Implement Consecutive Counter for Vision Detections.

In order to decrease the number of false positives, we rely on the following three principles:

A valid detection will appear consistently in consecutive frames (unless conditions are very bad).
A valid detection will move very little in the frame between successive frames (unless subject moves very quickly).
A valid detection will not grow or shrink significantly in size.

We can thus implement a counter that "silently" tracks the number of consecutive frames in which a particular detection is made, and only trigger a warning once said counter reaches a threshold (e.g. 10 frames ~= 1 second).

The tracking mechanism must thus be spatially and size aware. The challenge is that the number of detections will change frame by frame, and so an algorithm to match closest detections together is needed (i.e. the vector of detections will not be in the same order, and so detection #x could be associated with #y in the next frame).

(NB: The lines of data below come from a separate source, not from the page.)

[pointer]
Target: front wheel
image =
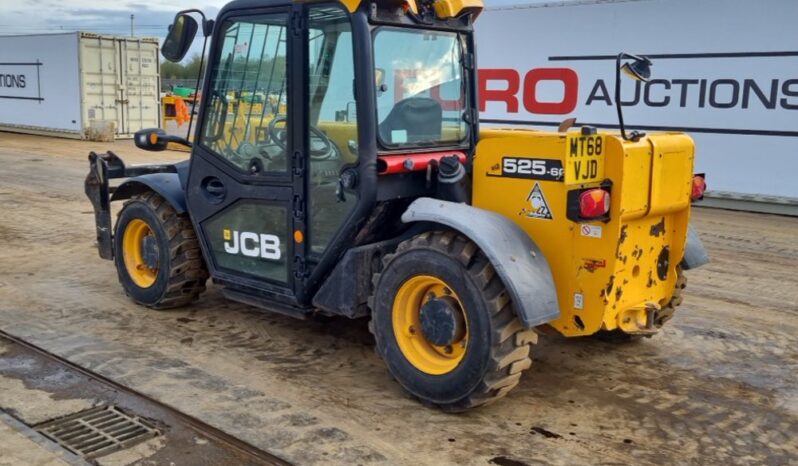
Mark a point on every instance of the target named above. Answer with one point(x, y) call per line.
point(157, 254)
point(444, 324)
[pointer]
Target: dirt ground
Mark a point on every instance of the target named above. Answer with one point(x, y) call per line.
point(718, 386)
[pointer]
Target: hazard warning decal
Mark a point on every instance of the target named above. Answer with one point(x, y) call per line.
point(538, 206)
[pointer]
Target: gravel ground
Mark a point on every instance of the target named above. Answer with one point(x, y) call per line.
point(719, 385)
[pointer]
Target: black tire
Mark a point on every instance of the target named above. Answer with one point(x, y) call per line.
point(660, 318)
point(181, 272)
point(498, 346)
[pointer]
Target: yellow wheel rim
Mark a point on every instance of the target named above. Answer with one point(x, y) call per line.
point(423, 355)
point(133, 254)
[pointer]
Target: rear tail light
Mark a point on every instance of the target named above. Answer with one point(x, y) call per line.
point(594, 203)
point(699, 187)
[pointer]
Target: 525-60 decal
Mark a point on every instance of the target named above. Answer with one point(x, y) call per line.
point(532, 169)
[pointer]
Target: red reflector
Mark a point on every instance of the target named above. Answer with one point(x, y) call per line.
point(594, 203)
point(699, 187)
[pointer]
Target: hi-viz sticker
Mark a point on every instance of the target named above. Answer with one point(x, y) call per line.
point(539, 207)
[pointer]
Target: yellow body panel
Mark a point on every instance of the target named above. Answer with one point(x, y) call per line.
point(443, 8)
point(454, 8)
point(606, 273)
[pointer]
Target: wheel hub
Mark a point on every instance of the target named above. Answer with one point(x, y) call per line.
point(149, 251)
point(430, 324)
point(442, 321)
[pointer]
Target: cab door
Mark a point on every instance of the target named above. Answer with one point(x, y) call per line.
point(279, 127)
point(243, 183)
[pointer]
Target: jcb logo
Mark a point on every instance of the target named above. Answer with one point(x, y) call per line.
point(252, 244)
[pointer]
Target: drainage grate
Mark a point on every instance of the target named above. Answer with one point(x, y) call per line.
point(98, 431)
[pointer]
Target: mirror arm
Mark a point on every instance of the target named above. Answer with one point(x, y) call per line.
point(634, 136)
point(175, 139)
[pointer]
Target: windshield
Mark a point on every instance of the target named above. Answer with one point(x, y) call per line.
point(421, 98)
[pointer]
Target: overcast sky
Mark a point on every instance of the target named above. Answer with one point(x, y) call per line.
point(111, 17)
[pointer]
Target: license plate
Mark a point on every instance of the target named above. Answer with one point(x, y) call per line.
point(584, 161)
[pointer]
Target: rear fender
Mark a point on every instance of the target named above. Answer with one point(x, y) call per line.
point(695, 255)
point(167, 185)
point(519, 262)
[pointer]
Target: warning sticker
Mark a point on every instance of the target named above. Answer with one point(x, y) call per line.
point(591, 231)
point(539, 207)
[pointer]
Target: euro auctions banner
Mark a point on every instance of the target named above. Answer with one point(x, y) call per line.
point(725, 71)
point(20, 81)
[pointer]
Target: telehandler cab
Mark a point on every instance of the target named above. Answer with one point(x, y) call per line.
point(338, 168)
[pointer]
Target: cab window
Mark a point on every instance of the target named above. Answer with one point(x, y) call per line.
point(421, 83)
point(246, 119)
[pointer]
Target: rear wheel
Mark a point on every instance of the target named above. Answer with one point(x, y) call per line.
point(444, 324)
point(157, 254)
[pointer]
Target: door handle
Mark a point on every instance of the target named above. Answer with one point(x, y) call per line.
point(215, 191)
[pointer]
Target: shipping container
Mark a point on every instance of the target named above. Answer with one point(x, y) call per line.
point(724, 71)
point(79, 85)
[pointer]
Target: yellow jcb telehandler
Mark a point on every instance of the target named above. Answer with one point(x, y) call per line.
point(338, 167)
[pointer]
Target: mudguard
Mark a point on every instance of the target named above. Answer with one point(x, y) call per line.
point(165, 184)
point(695, 255)
point(515, 256)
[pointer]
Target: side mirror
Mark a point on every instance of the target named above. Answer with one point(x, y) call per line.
point(639, 70)
point(156, 140)
point(181, 35)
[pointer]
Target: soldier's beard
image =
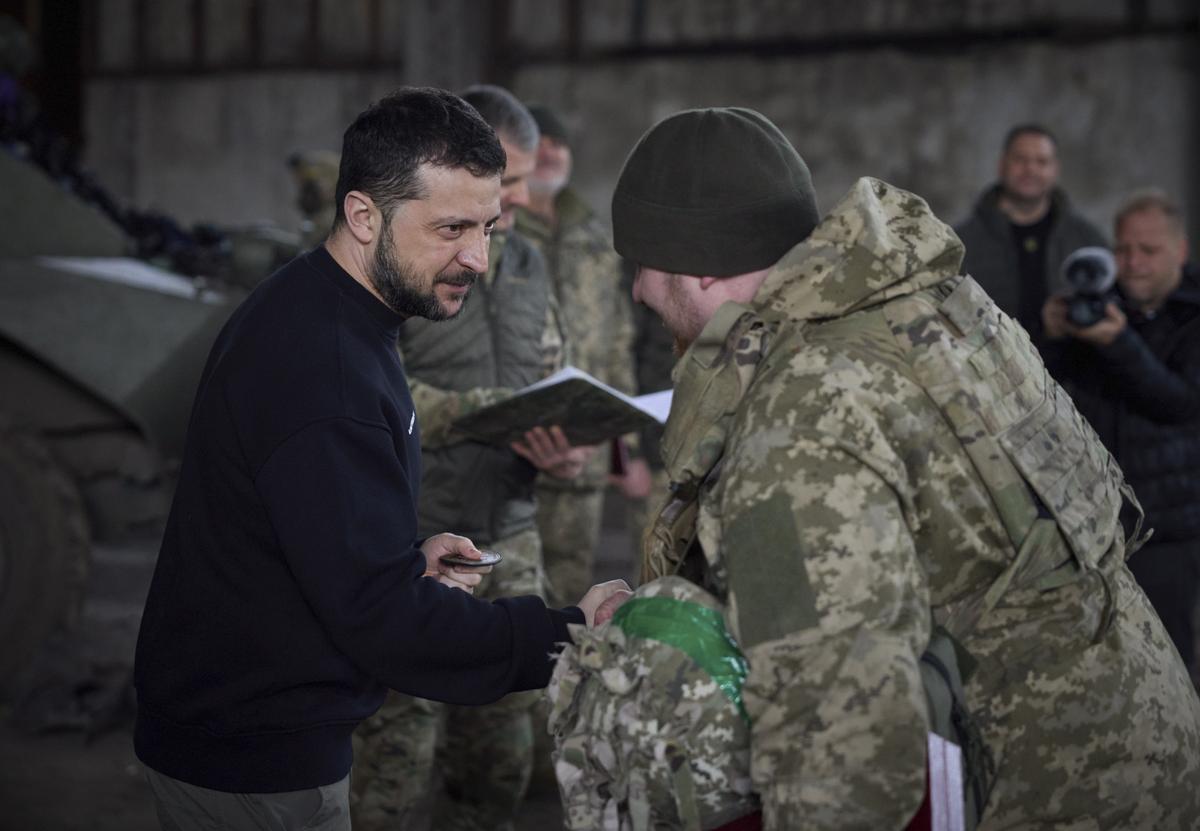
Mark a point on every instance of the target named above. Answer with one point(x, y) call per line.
point(399, 282)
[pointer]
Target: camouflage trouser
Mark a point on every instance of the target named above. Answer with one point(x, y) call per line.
point(642, 513)
point(480, 755)
point(569, 524)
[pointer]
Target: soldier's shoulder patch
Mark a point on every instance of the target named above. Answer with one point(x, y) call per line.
point(767, 574)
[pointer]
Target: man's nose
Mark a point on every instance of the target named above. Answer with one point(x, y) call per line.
point(474, 256)
point(520, 195)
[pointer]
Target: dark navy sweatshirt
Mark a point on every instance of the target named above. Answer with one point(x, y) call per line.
point(288, 592)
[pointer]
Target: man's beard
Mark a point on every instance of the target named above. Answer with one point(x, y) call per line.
point(396, 284)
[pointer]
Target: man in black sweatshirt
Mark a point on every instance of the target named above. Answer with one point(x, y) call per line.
point(291, 589)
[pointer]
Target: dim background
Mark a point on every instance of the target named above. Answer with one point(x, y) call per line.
point(192, 107)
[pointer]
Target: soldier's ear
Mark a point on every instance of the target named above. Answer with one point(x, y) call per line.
point(361, 216)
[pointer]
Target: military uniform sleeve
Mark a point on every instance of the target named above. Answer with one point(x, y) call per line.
point(555, 347)
point(829, 604)
point(438, 408)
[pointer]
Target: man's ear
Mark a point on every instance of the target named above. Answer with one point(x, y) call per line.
point(361, 216)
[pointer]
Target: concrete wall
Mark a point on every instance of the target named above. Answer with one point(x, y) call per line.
point(915, 91)
point(195, 115)
point(927, 115)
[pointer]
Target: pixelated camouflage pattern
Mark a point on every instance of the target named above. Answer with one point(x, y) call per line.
point(598, 323)
point(438, 408)
point(870, 440)
point(598, 316)
point(484, 754)
point(316, 178)
point(645, 739)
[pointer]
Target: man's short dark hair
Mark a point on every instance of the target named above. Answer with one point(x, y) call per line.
point(389, 142)
point(502, 109)
point(1151, 198)
point(1029, 130)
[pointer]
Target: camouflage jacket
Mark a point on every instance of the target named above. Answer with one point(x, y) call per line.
point(871, 443)
point(586, 273)
point(507, 336)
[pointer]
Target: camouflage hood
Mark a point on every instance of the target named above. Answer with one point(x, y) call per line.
point(876, 244)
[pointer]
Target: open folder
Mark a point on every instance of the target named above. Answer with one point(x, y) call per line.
point(587, 410)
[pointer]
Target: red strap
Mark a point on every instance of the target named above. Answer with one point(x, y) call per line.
point(748, 823)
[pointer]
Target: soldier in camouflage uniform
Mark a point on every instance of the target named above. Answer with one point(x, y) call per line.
point(862, 446)
point(507, 336)
point(586, 274)
point(316, 179)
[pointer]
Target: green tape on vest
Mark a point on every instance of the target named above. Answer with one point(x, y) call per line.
point(696, 631)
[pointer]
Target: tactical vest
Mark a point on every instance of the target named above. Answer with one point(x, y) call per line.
point(1053, 483)
point(478, 490)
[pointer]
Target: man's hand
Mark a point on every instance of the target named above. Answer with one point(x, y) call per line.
point(456, 577)
point(551, 453)
point(604, 596)
point(635, 482)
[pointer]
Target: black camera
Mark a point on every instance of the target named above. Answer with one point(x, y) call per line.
point(1091, 275)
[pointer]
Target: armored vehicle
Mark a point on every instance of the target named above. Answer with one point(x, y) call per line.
point(100, 354)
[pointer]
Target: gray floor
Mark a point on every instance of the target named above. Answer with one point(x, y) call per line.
point(66, 757)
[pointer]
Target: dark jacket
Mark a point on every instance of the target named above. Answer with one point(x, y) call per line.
point(991, 252)
point(1141, 393)
point(288, 592)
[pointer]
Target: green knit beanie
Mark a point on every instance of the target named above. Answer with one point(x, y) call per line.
point(712, 192)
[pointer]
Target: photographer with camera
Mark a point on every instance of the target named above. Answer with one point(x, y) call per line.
point(1131, 358)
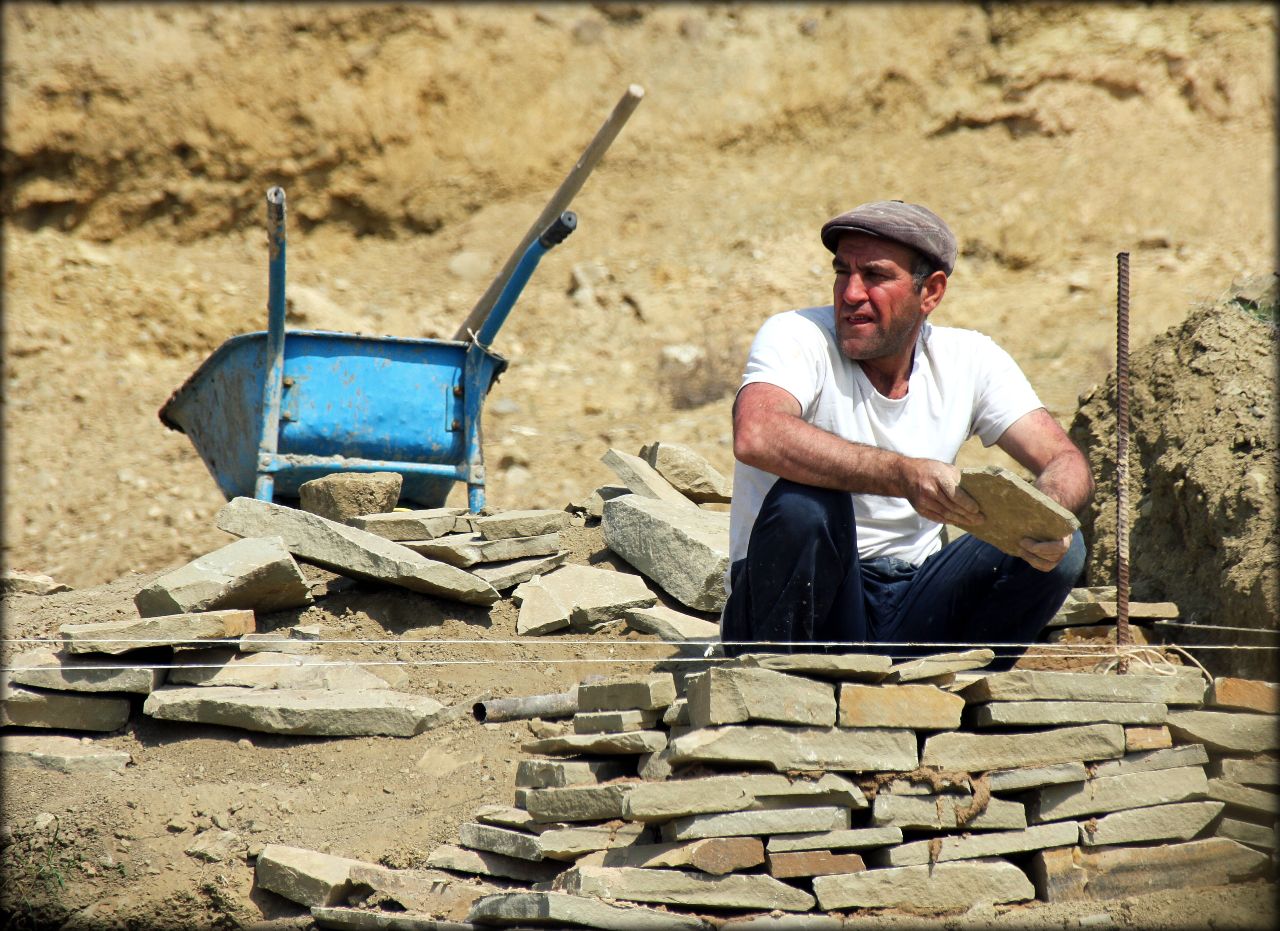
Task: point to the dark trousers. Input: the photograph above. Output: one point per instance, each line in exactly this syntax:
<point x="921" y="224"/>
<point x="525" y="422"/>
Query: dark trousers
<point x="801" y="580"/>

This may not be needed if we use deep learning, AND it is sufficiently accurate. However with the high number of frames and low quality the video will produce, even a very high success rate will still lead to a significant number of false detection (ex. 10fps with 95% -> 1 false positive every 2 seconds!!!).

Decide on and Implement Functionality of 6th Vibrator.

Most likely will be used to alert user of traffic light in the frame.

Write new function that reads traffic light results, determines if there is a red light in the frame, and modulates 6th vibrator signal accordingly.
Also need new parameter to enable or disable this functionality, possibly to repurpose it to another use.